Their laughs tangled in the air, dying off into the quiet they were never afraid of together. Jo pushed the floppy hair back from his forehead, leaning in to briefly pull his lip between hers.

“What were you thinking about out here by yourself when I walked up?”

“That song you have on repeat.”

“I thought you’d like it.” Jo frowned, studying his face in the dim light.

“I do. It just reminded me of my mom.”

“I’m sorry.” Concern wrinkled Jo’s eyebrows. “I didn’t know.”

“No, it was a good memory. Something I’d forgotten. I don’t think I was even five years old, but I remember her dancing me around our little apartment. Before the drugs and…” Cam trailed off, not wanting to mention the subsequent horrors in this place. In these moments he’d just made sacred. “Before everything else.”

“So the song made you happy?” Jo smiled, kissing his nose and linking their fingers on her knee.

Was this happiness? He’d lived most of his life running after this feeling. He’d thought it would be like rainbows and fireworks, but instead it was a gentle contentment, a steady flame that burned brightest and hottest when he was with this woman. With their little girl. In the house where Jo had grown up and they were making a home again.

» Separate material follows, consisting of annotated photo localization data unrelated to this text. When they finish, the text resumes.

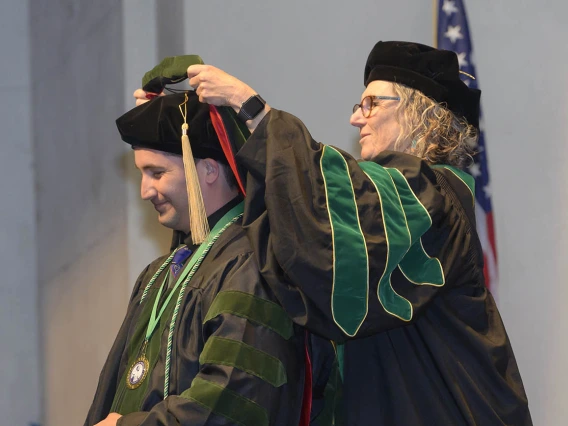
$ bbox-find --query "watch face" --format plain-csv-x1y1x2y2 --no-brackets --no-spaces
240,95,266,120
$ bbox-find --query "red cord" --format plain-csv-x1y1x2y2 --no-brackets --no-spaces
209,105,246,195
299,331,313,426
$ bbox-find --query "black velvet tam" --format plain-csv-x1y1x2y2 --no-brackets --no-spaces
116,91,227,162
364,41,481,127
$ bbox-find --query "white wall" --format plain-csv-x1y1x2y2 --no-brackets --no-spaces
2,0,563,425
468,2,568,424
0,2,40,425
30,2,130,425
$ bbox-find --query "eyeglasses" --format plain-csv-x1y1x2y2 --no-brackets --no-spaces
352,95,400,118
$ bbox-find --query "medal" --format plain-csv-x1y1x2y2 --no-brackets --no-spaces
127,341,150,389
127,356,150,389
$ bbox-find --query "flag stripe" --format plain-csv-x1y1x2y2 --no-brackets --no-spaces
436,0,498,291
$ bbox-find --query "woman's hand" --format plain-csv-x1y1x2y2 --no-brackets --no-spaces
187,64,256,110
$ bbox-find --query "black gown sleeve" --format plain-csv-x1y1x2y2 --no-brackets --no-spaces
117,253,308,426
237,109,479,341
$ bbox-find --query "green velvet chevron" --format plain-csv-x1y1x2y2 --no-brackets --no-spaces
320,146,369,337
199,336,287,387
359,162,444,321
181,376,268,426
204,291,293,340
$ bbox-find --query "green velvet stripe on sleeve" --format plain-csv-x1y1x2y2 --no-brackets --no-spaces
180,376,269,426
386,168,444,287
199,336,287,387
359,162,414,321
398,241,444,287
320,146,369,337
204,291,293,340
360,162,445,321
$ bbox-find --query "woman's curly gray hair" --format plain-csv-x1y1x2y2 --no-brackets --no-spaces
391,83,478,167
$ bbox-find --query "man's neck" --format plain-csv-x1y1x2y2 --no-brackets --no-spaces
204,187,239,218
171,195,243,249
204,195,243,232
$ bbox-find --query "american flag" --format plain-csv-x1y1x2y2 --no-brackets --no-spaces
436,0,498,291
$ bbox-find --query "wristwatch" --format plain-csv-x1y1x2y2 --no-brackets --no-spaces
237,94,266,122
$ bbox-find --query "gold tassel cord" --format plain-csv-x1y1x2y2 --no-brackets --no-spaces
179,93,210,244
459,70,476,80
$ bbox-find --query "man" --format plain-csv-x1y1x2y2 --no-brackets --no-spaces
164,41,530,425
84,91,334,426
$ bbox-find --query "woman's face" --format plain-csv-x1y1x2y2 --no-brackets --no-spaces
350,80,404,160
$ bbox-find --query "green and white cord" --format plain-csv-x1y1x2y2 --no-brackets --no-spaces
163,213,243,398
139,246,184,304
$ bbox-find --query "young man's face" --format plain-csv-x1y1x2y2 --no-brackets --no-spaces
134,147,190,233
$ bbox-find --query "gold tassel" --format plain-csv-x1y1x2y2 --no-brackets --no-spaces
179,94,210,244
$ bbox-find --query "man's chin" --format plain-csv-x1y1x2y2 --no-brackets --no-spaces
157,214,188,233
157,214,176,229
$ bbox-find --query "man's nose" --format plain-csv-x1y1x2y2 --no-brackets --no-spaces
140,176,157,200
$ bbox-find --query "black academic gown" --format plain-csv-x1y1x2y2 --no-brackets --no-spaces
236,109,532,426
84,198,335,426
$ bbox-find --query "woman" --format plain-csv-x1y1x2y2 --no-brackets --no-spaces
137,41,532,426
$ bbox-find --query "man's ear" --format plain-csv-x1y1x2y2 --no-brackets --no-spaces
201,159,219,184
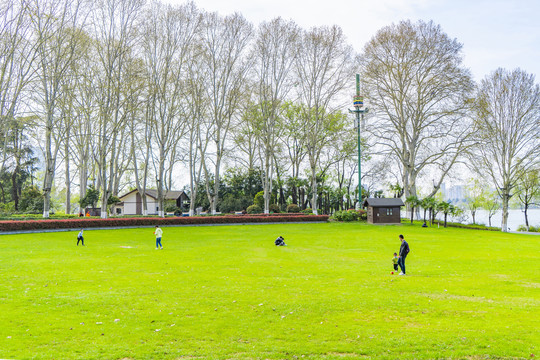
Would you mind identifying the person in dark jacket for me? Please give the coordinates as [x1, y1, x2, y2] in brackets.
[398, 234, 410, 275]
[275, 236, 286, 246]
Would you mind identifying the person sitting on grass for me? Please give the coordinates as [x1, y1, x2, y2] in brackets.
[275, 236, 286, 246]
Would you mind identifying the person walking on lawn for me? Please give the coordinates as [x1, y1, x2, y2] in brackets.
[154, 225, 163, 249]
[398, 234, 410, 275]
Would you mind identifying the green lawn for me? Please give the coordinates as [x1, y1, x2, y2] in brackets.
[0, 223, 538, 359]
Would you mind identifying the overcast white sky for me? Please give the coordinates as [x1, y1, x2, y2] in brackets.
[166, 0, 540, 82]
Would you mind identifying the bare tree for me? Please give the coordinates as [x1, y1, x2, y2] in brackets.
[184, 55, 209, 216]
[361, 20, 475, 201]
[231, 101, 261, 171]
[141, 1, 201, 216]
[66, 29, 98, 208]
[91, 0, 143, 218]
[200, 11, 253, 214]
[30, 0, 85, 217]
[329, 130, 360, 210]
[0, 0, 36, 175]
[470, 68, 540, 232]
[294, 25, 355, 214]
[481, 190, 500, 228]
[58, 70, 77, 214]
[252, 18, 299, 213]
[115, 53, 144, 199]
[464, 178, 486, 225]
[279, 101, 307, 182]
[515, 168, 539, 231]
[125, 56, 152, 215]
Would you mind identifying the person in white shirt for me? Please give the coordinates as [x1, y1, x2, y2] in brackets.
[77, 229, 84, 246]
[154, 225, 163, 249]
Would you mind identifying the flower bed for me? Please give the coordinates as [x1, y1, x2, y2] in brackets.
[0, 214, 329, 232]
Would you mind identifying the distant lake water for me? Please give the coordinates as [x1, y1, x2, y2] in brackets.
[440, 209, 540, 230]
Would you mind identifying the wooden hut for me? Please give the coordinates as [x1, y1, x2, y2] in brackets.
[363, 198, 404, 224]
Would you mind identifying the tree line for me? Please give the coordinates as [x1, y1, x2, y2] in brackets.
[0, 0, 538, 231]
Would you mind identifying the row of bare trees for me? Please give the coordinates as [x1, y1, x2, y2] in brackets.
[0, 0, 360, 218]
[0, 1, 538, 230]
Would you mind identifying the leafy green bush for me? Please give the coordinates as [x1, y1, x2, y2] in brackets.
[0, 202, 16, 215]
[269, 204, 280, 213]
[286, 204, 300, 213]
[254, 191, 264, 209]
[358, 209, 367, 220]
[301, 207, 313, 214]
[247, 204, 262, 214]
[332, 210, 361, 222]
[165, 203, 178, 213]
[219, 194, 252, 213]
[19, 186, 43, 213]
[517, 225, 539, 232]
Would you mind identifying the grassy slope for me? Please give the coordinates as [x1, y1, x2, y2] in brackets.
[0, 223, 538, 359]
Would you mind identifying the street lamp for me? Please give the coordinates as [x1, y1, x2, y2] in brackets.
[349, 74, 368, 209]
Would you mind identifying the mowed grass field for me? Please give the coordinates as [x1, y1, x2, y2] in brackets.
[0, 222, 538, 359]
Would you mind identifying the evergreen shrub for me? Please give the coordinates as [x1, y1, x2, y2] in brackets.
[247, 204, 262, 214]
[517, 225, 539, 232]
[332, 210, 361, 222]
[254, 191, 264, 209]
[286, 204, 300, 213]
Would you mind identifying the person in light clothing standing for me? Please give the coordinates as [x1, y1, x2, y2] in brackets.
[77, 229, 85, 246]
[154, 225, 163, 249]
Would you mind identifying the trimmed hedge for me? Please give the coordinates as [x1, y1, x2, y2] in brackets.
[0, 214, 329, 232]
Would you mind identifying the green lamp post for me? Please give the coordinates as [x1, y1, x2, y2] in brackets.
[349, 74, 368, 209]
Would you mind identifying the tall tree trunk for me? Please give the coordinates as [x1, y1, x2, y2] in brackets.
[524, 203, 529, 231]
[79, 156, 87, 210]
[157, 151, 165, 217]
[263, 151, 271, 214]
[310, 165, 318, 215]
[11, 167, 19, 211]
[291, 183, 297, 205]
[43, 119, 54, 218]
[501, 191, 509, 232]
[65, 136, 71, 214]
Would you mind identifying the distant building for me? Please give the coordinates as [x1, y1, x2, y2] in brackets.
[441, 183, 465, 203]
[113, 189, 190, 215]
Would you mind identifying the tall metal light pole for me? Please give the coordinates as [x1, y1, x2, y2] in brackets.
[349, 74, 368, 209]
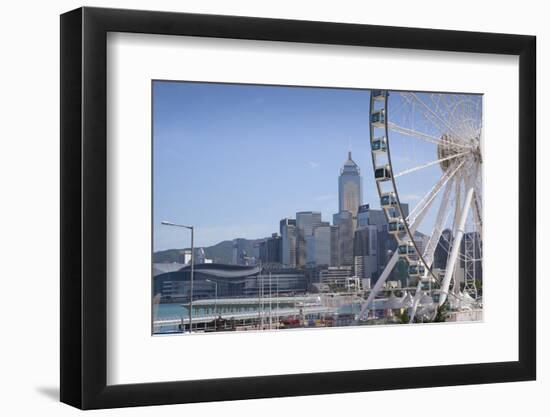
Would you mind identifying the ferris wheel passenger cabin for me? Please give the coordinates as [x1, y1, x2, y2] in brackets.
[388, 219, 406, 235]
[374, 165, 392, 181]
[408, 262, 426, 277]
[371, 90, 387, 101]
[371, 136, 388, 153]
[380, 192, 398, 208]
[370, 109, 386, 128]
[398, 242, 416, 259]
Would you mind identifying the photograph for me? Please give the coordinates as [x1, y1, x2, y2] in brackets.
[151, 81, 483, 334]
[0, 0, 541, 413]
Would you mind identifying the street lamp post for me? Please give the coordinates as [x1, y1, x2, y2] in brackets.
[243, 255, 261, 330]
[205, 279, 218, 316]
[269, 272, 272, 330]
[258, 260, 263, 330]
[161, 221, 194, 333]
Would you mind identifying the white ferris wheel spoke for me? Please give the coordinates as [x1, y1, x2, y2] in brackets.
[430, 94, 478, 142]
[402, 92, 470, 145]
[431, 95, 472, 139]
[387, 122, 473, 149]
[393, 151, 469, 178]
[406, 160, 464, 226]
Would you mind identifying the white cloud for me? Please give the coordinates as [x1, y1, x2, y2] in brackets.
[309, 161, 320, 168]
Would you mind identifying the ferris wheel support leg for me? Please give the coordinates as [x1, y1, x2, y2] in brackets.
[420, 178, 453, 267]
[408, 182, 453, 323]
[408, 280, 424, 323]
[355, 251, 399, 321]
[439, 186, 475, 307]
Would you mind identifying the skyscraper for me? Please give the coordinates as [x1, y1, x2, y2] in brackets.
[353, 224, 378, 280]
[296, 211, 322, 267]
[358, 205, 393, 284]
[280, 218, 297, 267]
[306, 223, 332, 267]
[333, 152, 363, 269]
[357, 204, 370, 228]
[330, 225, 339, 267]
[338, 151, 363, 224]
[232, 238, 249, 265]
[333, 210, 354, 266]
[434, 228, 453, 270]
[259, 233, 282, 265]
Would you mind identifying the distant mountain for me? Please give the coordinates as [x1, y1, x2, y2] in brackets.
[153, 238, 264, 264]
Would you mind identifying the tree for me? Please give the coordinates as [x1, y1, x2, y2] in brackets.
[433, 301, 449, 323]
[399, 309, 410, 324]
[475, 279, 483, 296]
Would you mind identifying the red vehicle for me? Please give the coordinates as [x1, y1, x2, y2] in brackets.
[280, 317, 301, 328]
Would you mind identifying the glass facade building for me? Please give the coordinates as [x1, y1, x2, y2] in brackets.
[296, 211, 322, 267]
[353, 225, 378, 280]
[333, 210, 354, 266]
[357, 204, 370, 228]
[154, 263, 307, 302]
[259, 233, 282, 265]
[280, 218, 297, 267]
[306, 224, 332, 267]
[338, 151, 363, 225]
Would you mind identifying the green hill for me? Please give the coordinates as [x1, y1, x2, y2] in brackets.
[153, 238, 263, 264]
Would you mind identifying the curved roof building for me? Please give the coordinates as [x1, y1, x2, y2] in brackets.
[178, 263, 261, 278]
[154, 263, 306, 302]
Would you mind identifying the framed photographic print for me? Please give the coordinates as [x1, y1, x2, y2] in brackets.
[60, 6, 536, 410]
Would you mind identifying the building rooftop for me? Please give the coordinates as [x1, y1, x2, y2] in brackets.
[154, 263, 305, 281]
[153, 262, 185, 276]
[341, 151, 361, 174]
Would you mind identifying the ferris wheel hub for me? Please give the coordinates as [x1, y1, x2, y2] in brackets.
[437, 134, 469, 172]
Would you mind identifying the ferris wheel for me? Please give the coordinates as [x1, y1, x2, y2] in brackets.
[357, 90, 483, 322]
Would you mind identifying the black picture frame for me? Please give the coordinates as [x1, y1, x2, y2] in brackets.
[60, 6, 536, 410]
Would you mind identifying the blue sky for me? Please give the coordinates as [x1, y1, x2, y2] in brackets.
[153, 81, 481, 250]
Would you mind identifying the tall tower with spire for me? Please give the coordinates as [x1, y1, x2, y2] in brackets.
[338, 151, 363, 221]
[333, 151, 363, 267]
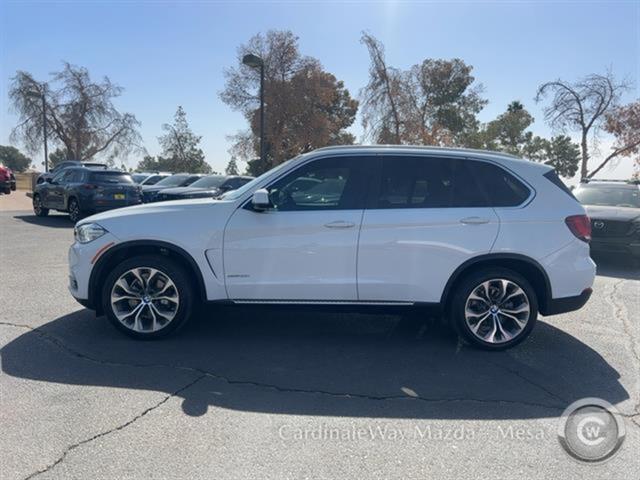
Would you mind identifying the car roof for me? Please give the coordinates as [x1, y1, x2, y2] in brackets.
[67, 167, 129, 174]
[307, 145, 550, 172]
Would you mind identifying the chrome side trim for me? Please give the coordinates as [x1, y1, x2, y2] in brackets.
[232, 299, 415, 306]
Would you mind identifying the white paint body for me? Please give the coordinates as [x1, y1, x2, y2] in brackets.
[68, 146, 596, 309]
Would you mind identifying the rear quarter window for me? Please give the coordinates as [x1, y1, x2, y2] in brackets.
[465, 161, 531, 207]
[543, 170, 576, 200]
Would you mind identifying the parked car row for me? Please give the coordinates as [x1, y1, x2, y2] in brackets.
[149, 174, 254, 202]
[31, 166, 253, 222]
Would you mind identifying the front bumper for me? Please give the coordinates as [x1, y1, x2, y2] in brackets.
[68, 232, 119, 308]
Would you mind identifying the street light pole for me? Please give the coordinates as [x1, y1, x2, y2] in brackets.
[259, 62, 265, 170]
[242, 54, 265, 171]
[41, 88, 48, 172]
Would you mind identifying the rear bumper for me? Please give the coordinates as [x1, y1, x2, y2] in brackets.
[541, 288, 593, 316]
[590, 238, 640, 257]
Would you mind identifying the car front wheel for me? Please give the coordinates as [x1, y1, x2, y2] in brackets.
[450, 268, 538, 351]
[33, 194, 49, 217]
[68, 198, 82, 223]
[101, 255, 194, 339]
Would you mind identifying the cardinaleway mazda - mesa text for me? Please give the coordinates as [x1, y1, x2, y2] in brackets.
[68, 146, 595, 350]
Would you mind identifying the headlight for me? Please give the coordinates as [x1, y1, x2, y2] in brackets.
[74, 223, 107, 244]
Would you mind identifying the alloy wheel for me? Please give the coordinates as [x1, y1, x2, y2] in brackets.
[69, 201, 80, 223]
[110, 267, 180, 333]
[33, 196, 42, 215]
[464, 278, 530, 344]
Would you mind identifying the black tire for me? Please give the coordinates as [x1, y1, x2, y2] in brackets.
[33, 194, 49, 217]
[101, 255, 194, 339]
[68, 198, 82, 223]
[450, 268, 538, 351]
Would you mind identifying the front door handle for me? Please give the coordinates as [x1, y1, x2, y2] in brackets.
[460, 216, 490, 225]
[324, 221, 356, 229]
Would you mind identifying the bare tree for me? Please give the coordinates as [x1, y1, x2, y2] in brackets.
[535, 73, 629, 179]
[9, 62, 141, 163]
[360, 32, 404, 143]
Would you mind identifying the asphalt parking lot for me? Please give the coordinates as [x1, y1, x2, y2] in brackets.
[1, 201, 639, 480]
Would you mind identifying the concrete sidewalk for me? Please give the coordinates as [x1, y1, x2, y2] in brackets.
[0, 191, 33, 211]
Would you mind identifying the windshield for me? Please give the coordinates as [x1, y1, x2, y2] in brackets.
[574, 186, 640, 208]
[219, 157, 298, 200]
[189, 175, 226, 188]
[154, 174, 191, 187]
[131, 174, 147, 183]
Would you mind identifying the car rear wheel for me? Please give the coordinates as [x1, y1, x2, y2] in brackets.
[450, 268, 537, 351]
[33, 194, 49, 217]
[101, 255, 194, 339]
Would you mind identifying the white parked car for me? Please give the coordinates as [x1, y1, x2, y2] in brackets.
[68, 146, 595, 350]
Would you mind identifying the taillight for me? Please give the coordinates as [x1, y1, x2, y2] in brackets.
[565, 215, 591, 242]
[82, 184, 99, 190]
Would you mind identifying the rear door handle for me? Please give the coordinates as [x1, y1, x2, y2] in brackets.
[324, 221, 356, 229]
[460, 216, 490, 225]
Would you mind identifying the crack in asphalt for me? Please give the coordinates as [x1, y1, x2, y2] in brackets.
[605, 279, 640, 413]
[0, 321, 568, 412]
[22, 373, 207, 480]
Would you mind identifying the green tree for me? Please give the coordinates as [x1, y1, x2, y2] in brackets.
[0, 145, 31, 172]
[136, 155, 163, 172]
[220, 30, 358, 175]
[9, 62, 142, 162]
[48, 147, 71, 168]
[225, 157, 239, 175]
[467, 102, 580, 178]
[156, 106, 211, 173]
[485, 101, 534, 154]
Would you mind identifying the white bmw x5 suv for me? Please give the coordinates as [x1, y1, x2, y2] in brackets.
[69, 146, 595, 350]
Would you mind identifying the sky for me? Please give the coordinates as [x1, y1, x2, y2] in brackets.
[1, 0, 638, 183]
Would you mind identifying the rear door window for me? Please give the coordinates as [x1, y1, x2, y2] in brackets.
[375, 156, 488, 208]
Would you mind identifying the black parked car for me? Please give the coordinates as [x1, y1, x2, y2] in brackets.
[36, 160, 108, 184]
[141, 173, 204, 203]
[573, 179, 640, 260]
[33, 167, 142, 223]
[154, 175, 254, 201]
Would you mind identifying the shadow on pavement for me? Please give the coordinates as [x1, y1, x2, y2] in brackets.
[593, 253, 640, 280]
[12, 213, 72, 228]
[1, 306, 628, 420]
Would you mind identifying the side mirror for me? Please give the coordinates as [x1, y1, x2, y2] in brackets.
[251, 188, 271, 211]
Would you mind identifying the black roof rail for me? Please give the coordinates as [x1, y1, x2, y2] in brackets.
[581, 178, 640, 185]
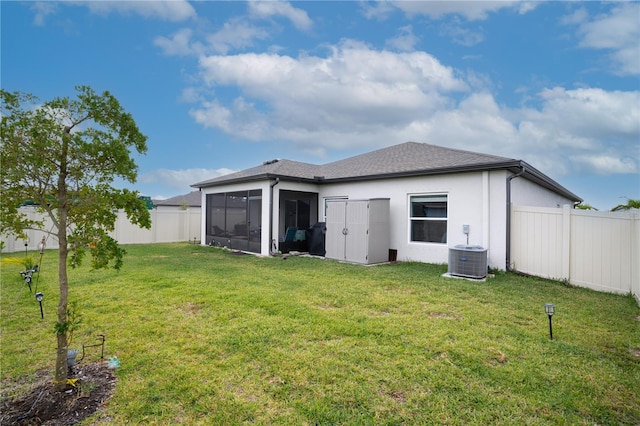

Happy. He rolled the word around on his tongue, tested it on his heart. He had run so long, chased by demons. Maybe he never would have found this kind of happiness any other way. When you’ve run in the dark for so many years, you relish the light and love every day in the sun. He wouldn’t have appreciated all he had now without experiencing the days when he’d had nothing.

“Cam, I said the song made you happy?” Jo persisted, still waiting for his response.

“You make me happy.” He blinked at the tears that had snuck up on him, swallowed the burn in his throat. “So damn happy.”

Jo looked at him, blinking at her own tears, tracing the line of his brows and his cheekbones with one finger.

“And of all the amazing things I’ve had in my life, you, Cameron Mitchell, are the best. I think there are all kinds of paths we can take. Choices we can make to have a good life. But my best life is with you.”

“And my best life is with you.” Cam pushed the unruly hair over her shoulder, kissing her mouth. “I think there’s one thing that would make our life even better.”

Jo’s eyes laughed and sparred with his.

“Cam, don’t you say it.”

“More babies.”

They laughed and talked like they had as children. Kissed and whispered like they had as lovers. By the river, they loved like they would for the rest of their days.